Puzzles and Mysteries
Malcolm Gladwell wrote a great piece in the New Yorker: OPEN SECRETS: Enron, intelligence, and the perils of too much information. It’s being blogged all over, but since I’m still thinking about it 12 hours after reading, I’m posting too.
He distinguishes between puzzles and mysteries, and the role of data in both.
The national-security expert Gregory Treverton has famously made a distinction between puzzles and mysteries. Osama bin Laden’s whereabouts are a puzzle. We can’t find him because we don’t have enough information. The key to the puzzle will probably come from someone close to bin Laden, and until we can find that source bin Laden will remain at large.The problem of what would happen in Iraq after the toppling of Saddam Hussein was, by contrast, a mystery.
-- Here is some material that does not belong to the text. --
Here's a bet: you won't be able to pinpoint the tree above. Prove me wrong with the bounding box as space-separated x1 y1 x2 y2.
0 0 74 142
It wasn’t a question that had a simple, factual answer. Mysteries require judgments and the assessment of uncertainty, and the hard part is not that we have too little information but that we have too much. The C.I.A. had a position on what a post-invasion Iraq would look like, and so did the Pentagon and the State Department and Colin Powell and Dick Cheney and any number of political scientists and journalists and think-tank fellows. For that matter, so did every cabdriver in Baghdad.
Adding data to a mystery doesn't make it less of a mystery, but smart analysts can bring experience to bear that will point towards possible answers that are more or less likely to be true.
The Enron disaster qualifies as a mystery, and Gladwell's summary of the confused and complex financial details is disquieting. Even financial experts couldn't make heads or tails out of what was going on with the money. I'm unsettled by how easily corporate environments breed mysteries requiring complex analysis both of their internal and external behavior; and how hard it can be to understand and correct corporate mismanagement. People lose their livelihoods all the time now-- how many other Enrons are actually happening with no one noticing?
As a side note, as I read the recap of the Woodward and Bernstein investigation I actually thought, "This is surely going on all the time now. Would anyone be shocked at this in this political era?"